O US Open 2025 já teve sua cota de drama, mas nenhum momento foi mais cru e humano do que ver Coco Gauff chorar na quadra enquanto lutava contra o nervosismo, a pressão e as dificuldades no saque – apenas para sair vitoriosa.
A americana de 21 anos, número 2 do ranking e atual campeã, derrotou Donna Vekic por 7-6(5) e 6-2 em um tenso confronto da segunda rodada no Arthur Ashe Stadium. Apesar de ter cometido oito duplas faltas e de quase ter sido derrotada no primeiro set, Gauff, de alguma forma, encontrou a resiliência necessária para se recuperar, se reagrupar e assumir o controle da partida.
Coco Gauff supera o nervosismo e as lágrimas no US Open
As emoções de Gauff transbordaram logo no início da partida, caindo em prantos após uma série de duplas faltas que a deixaram em desvantagem. Cobrindo o rosto com uma toalha durante as trocas de bola, ela se esforçou para recuperar a compostura enquanto o público a apoiava.

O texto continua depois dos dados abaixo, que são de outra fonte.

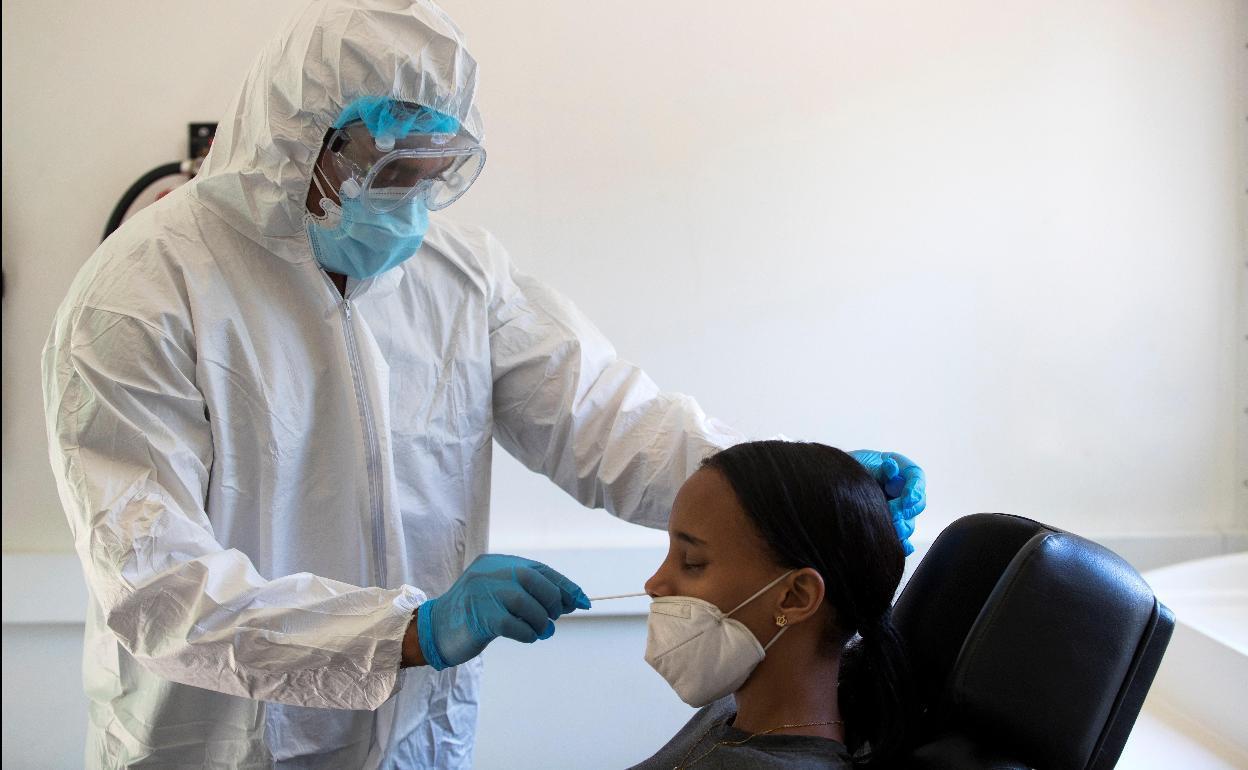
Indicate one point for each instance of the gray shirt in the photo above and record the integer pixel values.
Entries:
(713, 724)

“Sinceramente, foi só nervosismo e pressão”, admitiu Gauff depois. “Houve muita pressão sobre mim neste torneio, mais do que o normal. O que vocês viram lá fora foi o que foi – um momento difícil, mas eu consegui me recuperar.”
Essa recuperação veio na hora certa. Depois de sobreviver por pouco ao primeiro set, Gauff voltou do vestiário com a confiança renovada. Seu saque se estabilizou, sua defesa ficou mais afiada e ela dominou o segundo set sem enfrentar um único break point.
Simone Biles: Uma fonte de inspiração
O que ajudou Gauff em seu momento mais difícil? Olhar para as arquibancadas e ver Simone Biles. A lenda da ginástica olímpica, que ficou famosa por ter lutado contra os “twisties” em Tóquio 2020 antes de voltar para ganhar o ouro em Paris 2024, tornou-se um símbolo de resiliência para Gauff no meio da partida.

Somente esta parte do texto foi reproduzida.